# Table of Contents

1. [Introduction to the dataset](#intro)
2. [Shape](#shape)
3. [Dealing with missing values](#nan)
4. [Changing the index](#index)
5. [Drop unnecessary columns](#drop)
6. [Artists with most songs on the list](#artists)
7. [Decade with most songs](#year)
8. [Writers with most songs on the list](#writers)
9. [Exploring the month column](#month)
10. [Wordcloud](#cloud)


### 1. Introduction to the dataset

<a id='intro'></a>

*The 500 Greatest Songs of All Time* was the cover story of a special issue of **Rolling Stone** magazine, issue number 963, published in December 2004.

Sources: 

[500 greatest songs - original article](https://www.rollingstone.com/music/music-lists/500-greatest-songs-of-all-time-151127/)

[500 greatest songs - wiki](https://en.wikipedia.org/wiki/Rolling_Stone%27s_500_Greatest_Songs_of_All_Time)


In [None]:
import numpy as np
import pandas as pd
import matplotlib.pyplot as plt
import seaborn as sns

%matplotlib inline

In [None]:
df = pd.read_csv('../input/500-greatest-songs-of-all-time/Top 500 Songs.csv', encoding='ISO-8859-2')
df.head()

### 2. Shape

<a id='shape'></a>

We know that there supposed to be information about 500 songs in this dataset, which would equal to 500 rows.

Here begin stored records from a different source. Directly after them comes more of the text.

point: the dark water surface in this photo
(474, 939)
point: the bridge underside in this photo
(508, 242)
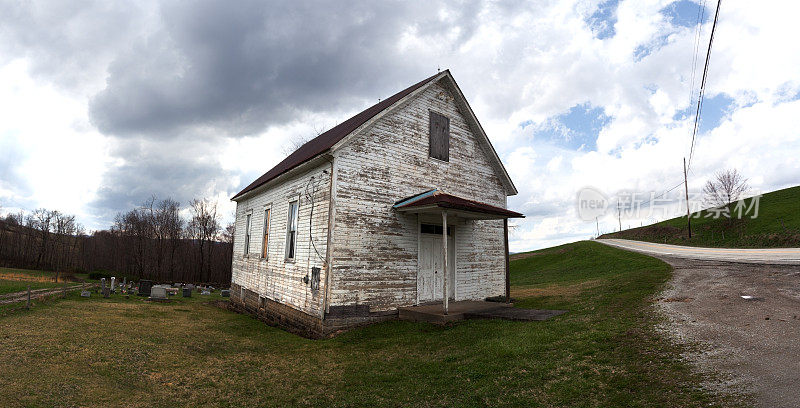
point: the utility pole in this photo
(686, 186)
(598, 225)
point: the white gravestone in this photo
(158, 292)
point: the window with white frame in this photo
(291, 230)
(247, 235)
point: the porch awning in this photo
(434, 201)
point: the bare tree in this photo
(42, 220)
(726, 187)
(204, 229)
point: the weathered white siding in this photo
(275, 277)
(375, 249)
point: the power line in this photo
(661, 195)
(701, 8)
(703, 85)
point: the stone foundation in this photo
(340, 318)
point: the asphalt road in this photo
(789, 256)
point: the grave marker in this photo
(158, 292)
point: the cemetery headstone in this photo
(158, 292)
(104, 290)
(144, 287)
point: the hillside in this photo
(777, 226)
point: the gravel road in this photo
(746, 318)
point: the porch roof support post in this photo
(444, 263)
(508, 283)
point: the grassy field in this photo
(777, 225)
(603, 352)
(17, 280)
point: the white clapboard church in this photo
(355, 224)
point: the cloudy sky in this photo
(103, 104)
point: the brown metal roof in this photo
(325, 141)
(444, 200)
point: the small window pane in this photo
(434, 229)
(439, 137)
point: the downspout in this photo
(328, 247)
(508, 282)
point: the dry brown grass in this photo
(32, 278)
(567, 291)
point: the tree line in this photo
(152, 241)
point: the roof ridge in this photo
(328, 139)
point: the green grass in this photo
(777, 225)
(603, 352)
(17, 280)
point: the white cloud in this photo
(522, 64)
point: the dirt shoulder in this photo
(754, 343)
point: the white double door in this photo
(430, 284)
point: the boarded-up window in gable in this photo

We check the shape of the df to make sure it is what we expect it to be.
We also display all of the columns names.

In [None]:
print(df.shape)
df.columns

### 3. Dealing with missing values

<a id='nan'></a>

In [None]:
df.isnull().sum()

Surprisignly there are quite a lot of missing values in the dataset. The check revealed that there are about 20% of songs that have unidentified chart positions. We'll explore the rows with null values to see if we find a reason for it.  

In [None]:
df[df.isnull().any(axis=1)]

In [None]:
df.streak.unique()

Looking at the unique values of the "streak" column helped us to unveil that some of the reason as to why 20% of the songs miss chart positions are:
- The song did not chart
- The song is not a single
- The song predates charts appearance

If we want to get some statistical information from the Streak column we need to clean it up. 
First we remove the " week" part of the strings, then we replace missing values with 0, and lastly we transform the dtype of the column into numeric.

In [None]:
# Removing letters from the strings in the Streak column
df['streak'].replace(regex=True, inplace=True, to_replace=r'\D', value=r'')

df.streak.unique()        

In [None]:
# Replacing empty strings and missing values with 0's
df['streak'].replace({'': 0}, inplace=True)
df['streak'] = df['streak'].replace(np.nan, 0)

# Converting Streak column into integer
df['streak'] = pd.to_numeric(df['streak'])
df.streak.unique()

### 4. Changing the index

<a id='index'></a>


We assume for the sake of analysis that the list is ordered and the first song on the list is actually the "ggreatest song of all time" according to the magazine, i.e. it is a number 1 song.
Therefore we change the indexing of the items in the df, by starting the indexing with 1 instead of 0.
We can also add a column which will show the position of the song in the list of 500 greatest songs.

In [None]:
# Changing the index
df.index = df.index + 1

# Adding a new column for the rank
df['rank'] = df.index
df.head()

### 5. Drop unnecessary columns

<a id='drop'></a>

In [None]:
# Dropping some columns that I am not going to use.
df.drop(['description', 'appears on', 'position'], axis=1, inplace=True)
df.head()

### 6. Artists with most songs on the list

<a id='artists'></a>

Now we'll see which artists have most songs on the list.
Exploring only artists that have more than 3 songs.

In [None]:
number_of_songs = df.artist.value_counts() 
print(number_of_songs[number_of_songs > 3].count())

In [None]:
fig, ax = plt.subplots(figsize=(10,10))
sns.countplot(y='artist', data=df, order=df['artist'].value_counts().iloc[:33].index)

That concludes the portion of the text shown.